Producer: Gaurang Doshi 
Director: Vipul Shah 
Cast: Paresh Rawal, Sushmita Sen, Arjun Rampal, Akshay Kumar, Amitabh Bachchan
Music: Adesh Shrivastava

Imagine a Hollywood thriller with songs, dances (item and otherwise), stretching three hours and having all those usual dull moments in those hours when you want to leave the theatre and walk out.
Vipul Shah’s Aankhen is all that and more. Thus you have Vijay Singh Rajput (Amitabh Bachchan) as the manager of Vilasrao Jefferson bank. He has chosen celibacy to prove his dedication to his work. But his pent-up frustrations burst out against his employees --- the watchman caught sleeping on the job, the cashier who tries to siphon off a few notes before he hands it over the counter.

After he beats the living daylights out of the nincompoop sweaty cashier, Rajput is fired from the bank he has served for over 25 years.

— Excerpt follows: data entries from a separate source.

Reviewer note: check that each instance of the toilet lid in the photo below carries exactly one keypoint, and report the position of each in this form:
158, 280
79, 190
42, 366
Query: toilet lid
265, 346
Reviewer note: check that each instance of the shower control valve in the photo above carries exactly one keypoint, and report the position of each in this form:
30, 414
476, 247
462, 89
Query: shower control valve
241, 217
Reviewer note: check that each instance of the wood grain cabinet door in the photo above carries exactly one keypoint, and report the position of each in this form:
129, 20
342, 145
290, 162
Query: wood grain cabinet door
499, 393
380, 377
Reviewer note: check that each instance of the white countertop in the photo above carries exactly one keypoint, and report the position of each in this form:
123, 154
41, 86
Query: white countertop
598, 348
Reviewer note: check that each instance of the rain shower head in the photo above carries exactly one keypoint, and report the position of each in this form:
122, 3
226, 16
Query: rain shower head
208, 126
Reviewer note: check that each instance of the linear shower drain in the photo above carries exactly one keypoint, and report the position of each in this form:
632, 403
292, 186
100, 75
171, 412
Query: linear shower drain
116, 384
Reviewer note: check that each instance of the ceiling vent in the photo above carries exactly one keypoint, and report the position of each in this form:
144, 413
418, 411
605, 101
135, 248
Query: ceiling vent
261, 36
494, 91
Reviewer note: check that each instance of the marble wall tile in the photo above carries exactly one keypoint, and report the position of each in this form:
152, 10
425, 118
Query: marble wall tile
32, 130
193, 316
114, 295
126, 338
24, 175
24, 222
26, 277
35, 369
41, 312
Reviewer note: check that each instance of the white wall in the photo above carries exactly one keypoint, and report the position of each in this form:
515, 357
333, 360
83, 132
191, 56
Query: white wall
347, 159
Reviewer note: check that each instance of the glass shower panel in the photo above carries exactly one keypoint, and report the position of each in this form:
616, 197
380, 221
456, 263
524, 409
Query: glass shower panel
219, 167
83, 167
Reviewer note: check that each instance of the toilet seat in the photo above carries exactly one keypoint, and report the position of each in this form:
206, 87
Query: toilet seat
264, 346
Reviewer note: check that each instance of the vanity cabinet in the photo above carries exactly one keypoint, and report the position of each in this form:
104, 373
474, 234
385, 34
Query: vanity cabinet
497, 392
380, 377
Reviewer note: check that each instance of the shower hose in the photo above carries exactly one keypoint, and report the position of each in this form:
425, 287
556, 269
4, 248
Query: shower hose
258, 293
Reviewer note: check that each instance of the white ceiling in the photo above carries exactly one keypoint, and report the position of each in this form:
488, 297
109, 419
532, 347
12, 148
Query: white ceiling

The official reason for his behaviour is that Rajput has schizophrenia, which explains why he is obsessed with taking revenge on his employers and co-workers all of which some of us fantasize about through our lives. The only difference is that Rajput goes a step further and does what others only dream of doing get even with the bosses.

He decides to extract his revenge by robbing the bank and finds a cast of three blind men, Vishwas Prajapati (Akshay Kumar), Arjun Verma (Arjun Rampal) and Ilias (Paresh Rawal). Svelte teacher Neha Srivastav (Sushmita Sen) also carries out his bidding.
While the three blind men are in it for the money, Neha plays along because Rajput has her younger brother captive. Using her skills as a teacher, Neha simulates the bank's interiors and teaches the trio the tricks to pull off the heist.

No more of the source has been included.